Pioli was hired as general manager of the Chiefs in January. About a month later, the housecleaning began -- he fired coach Herm Edwards and replaced him with Arizona offensive coordinator Todd Haley.

Now comes this latest move, which will depend on Vrabel and Cassel passing their physicals.

"I have a long history with both players," Pioli said. "Mike and Matt are men that I respect both personally and professionally. I look forward to having them as new members of the Chiefs family."

The 33-year-old Vrabel was part of three Super Bowl-winning teams in his eight years with New England, primarily as an outside linebacker. He joins a team whose linebackers were devastated by injury and played poorly. The Chiefs are now counting on Vrabel's experience and leadership.

"Mike Vrabel epitomizes everything a coach could seek in a professional football player: Toughness, intelligence, playmaking, leadership, versatility and consistency at the highest level," Belichick said. "Behind the scenes, Mike's wit and personality is one of the things we have all enjoyed about coming to work every day."

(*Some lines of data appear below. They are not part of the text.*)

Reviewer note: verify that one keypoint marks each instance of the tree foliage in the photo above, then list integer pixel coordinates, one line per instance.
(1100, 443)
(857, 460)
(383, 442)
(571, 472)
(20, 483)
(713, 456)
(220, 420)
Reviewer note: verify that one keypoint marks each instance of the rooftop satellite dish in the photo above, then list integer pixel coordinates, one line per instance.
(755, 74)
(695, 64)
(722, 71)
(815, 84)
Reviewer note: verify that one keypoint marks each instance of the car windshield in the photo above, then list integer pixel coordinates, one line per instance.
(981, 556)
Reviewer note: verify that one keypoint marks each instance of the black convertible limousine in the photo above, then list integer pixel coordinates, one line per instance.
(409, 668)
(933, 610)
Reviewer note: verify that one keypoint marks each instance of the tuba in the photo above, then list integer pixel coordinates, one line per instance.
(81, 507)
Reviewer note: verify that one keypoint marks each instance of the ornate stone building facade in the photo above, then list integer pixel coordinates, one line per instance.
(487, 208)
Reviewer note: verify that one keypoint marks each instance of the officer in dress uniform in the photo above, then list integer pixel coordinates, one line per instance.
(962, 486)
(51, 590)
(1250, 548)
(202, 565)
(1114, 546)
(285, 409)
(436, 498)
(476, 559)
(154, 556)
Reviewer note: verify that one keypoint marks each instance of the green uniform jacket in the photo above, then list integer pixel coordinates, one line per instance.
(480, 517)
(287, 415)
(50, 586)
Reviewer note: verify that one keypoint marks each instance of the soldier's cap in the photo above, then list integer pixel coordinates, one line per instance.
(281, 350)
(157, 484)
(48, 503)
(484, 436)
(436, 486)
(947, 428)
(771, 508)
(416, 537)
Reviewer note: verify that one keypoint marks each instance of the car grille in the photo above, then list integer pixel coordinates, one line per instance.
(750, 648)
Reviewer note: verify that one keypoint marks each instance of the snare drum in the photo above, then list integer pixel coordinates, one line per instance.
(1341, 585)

Tyler Thigpen, the first player from tiny Coastal Carolina to be drafted by the NFL, took over at quarterback last year after Kansas City's No. 1 and No. 2 went out with season-ending injuries. He struggled to manage the power running game, so the Chiefs switched offenses and went to a college-type spread attack.

Occasionally, he was effective. Still, Thigpen lost 10 of the 11 games he started, throwing for 21 touchdowns and 2,994 yards.